What I loved about these projects is that we obtained impressive results that nobody else had seen before, and it’s all thanks to the many many classifications that the citizen scientists have contributed. These statistics are useful only when one has large catalogs, and that’s exactly what we had in Galaxy Zoo 1 and 2. We have catalogs with visual classifications and type likelihoods that are ten times as large as ones other astronomers have used.
What are these “marked correlation functions”, you ask? Traditional correlation functions tell us about how objects are clustered relative to random clustering, and we usually write this as 1+ ξ. But we have lots of information about these galaxies, more than just their spatial positions. So we can weight the galaxies by a particular property, such as the elliptical galaxy likelihood, and then measure the clustering signal. We usually write this as 1+W. Then the ratio of (1+W)/(1+ξ), which is the marked correlation function M(r), tells us whether galaxies with high values of the weight are more dense or less dense environments on average. And if 1+W=1+ξ, or in other words M=1, then the weight is not correlated with the environment at all.
First, I’ll show you one of our main results from that paper using Galaxy Zoo 1 data. The upper panel shows the clustering of galaxies in the sample we selected, and it’s a function of projected galaxy separation (rp). This is something other people have measured before, and we already knew that galaxies are clustered more than random clustering. But then we weighted the galaxies by the GZ elliptical likelihood (based on the fraction of classifiers identifying the galaxies as ellipticals) and then took the (1+W)/(1+ξ) ratio, which is M(rp), and that’s shown by the red squares in the lower panel. When we use the spiral likelihoods, the blue squares are the result. This means that elliptical galaxies tend to be found in dense environments, since they have a M(rp) ratio that’s greater than 1, and spiral galaxies are in less dense environments than average. When I first ran these measurements, I expected kind of noisy results, but the measurements are very precise and they far exceeded my expectations. Without many visual classifications of every galaxy, this wouldn’t be possible.
Second, using Galaxy Zoo 2 data, we measured the clustering of disc galaxies, and that’s shown in the upper panel of the plot above. Then we weighted the galaxies by their bar likelihoods (based on the fractions of people who classified them as having a stellar bar) and measured the same statistic as before. The result is shown in the lower panel, and it shows that barred disc galaxies tend to be found in denser environments than average disc galaxies! This is a completely new result and had never been seen before. Astronomers had not detected this signal before mainly because their samples were too small, but we were able to do better with the classifications provided by Zooites. We argued that barred galaxies often reside in galaxy groups and that a minor merger or interaction with a neighboring galaxy can trigger disc instabilities that produce bars.

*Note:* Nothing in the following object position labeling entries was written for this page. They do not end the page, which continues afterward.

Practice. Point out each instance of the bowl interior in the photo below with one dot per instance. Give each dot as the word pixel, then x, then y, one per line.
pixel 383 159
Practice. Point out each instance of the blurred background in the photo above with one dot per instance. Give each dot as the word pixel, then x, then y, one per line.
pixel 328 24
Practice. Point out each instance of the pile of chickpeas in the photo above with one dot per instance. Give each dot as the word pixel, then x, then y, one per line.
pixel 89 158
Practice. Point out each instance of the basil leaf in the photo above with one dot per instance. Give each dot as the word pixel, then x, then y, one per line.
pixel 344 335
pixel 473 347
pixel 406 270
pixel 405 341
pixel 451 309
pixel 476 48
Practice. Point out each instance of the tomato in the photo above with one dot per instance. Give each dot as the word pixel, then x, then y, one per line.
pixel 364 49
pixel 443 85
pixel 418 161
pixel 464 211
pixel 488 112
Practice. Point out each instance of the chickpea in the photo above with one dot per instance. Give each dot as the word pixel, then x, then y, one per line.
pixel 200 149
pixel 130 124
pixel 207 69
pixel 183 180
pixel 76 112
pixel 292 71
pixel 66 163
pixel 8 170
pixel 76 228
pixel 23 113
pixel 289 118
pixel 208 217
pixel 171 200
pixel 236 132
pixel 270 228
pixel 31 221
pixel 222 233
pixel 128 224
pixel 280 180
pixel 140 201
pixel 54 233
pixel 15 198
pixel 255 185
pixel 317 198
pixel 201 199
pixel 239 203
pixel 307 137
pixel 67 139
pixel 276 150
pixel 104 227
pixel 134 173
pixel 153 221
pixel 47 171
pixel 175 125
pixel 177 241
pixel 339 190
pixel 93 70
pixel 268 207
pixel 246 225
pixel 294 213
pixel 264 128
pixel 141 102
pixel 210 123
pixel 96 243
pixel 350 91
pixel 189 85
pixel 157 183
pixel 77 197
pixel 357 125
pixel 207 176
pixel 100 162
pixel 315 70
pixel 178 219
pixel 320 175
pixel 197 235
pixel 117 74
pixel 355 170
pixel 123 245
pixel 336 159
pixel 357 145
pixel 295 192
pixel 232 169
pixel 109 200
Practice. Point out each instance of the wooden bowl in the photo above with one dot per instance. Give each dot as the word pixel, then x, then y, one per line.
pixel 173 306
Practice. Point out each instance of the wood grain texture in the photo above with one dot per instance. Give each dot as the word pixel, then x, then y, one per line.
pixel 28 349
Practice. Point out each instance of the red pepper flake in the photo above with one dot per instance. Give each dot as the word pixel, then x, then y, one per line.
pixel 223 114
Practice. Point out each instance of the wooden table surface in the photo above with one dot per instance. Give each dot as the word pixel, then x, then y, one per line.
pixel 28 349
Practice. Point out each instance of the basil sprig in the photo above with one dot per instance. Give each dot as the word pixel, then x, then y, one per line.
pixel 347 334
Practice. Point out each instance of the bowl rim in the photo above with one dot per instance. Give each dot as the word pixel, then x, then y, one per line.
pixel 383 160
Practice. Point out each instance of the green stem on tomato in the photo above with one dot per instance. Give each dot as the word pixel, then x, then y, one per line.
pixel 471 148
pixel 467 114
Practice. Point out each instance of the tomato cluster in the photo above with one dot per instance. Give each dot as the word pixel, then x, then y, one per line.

What kinds of science shall we use these great datasets and statistics for next? My next priority with Galaxy Zoo is to develop dark matter halo models of the environmental dependence of galaxy morphology. Our measurements are definitely good enough to tell us how spiral and elliptical morphologies are related to the masses of the dark matter haloes that host the galaxies, and these relations would be an excellent and new way to test models and simulations of galaxy formation. And I’m sure there are many other exciting things we can do too.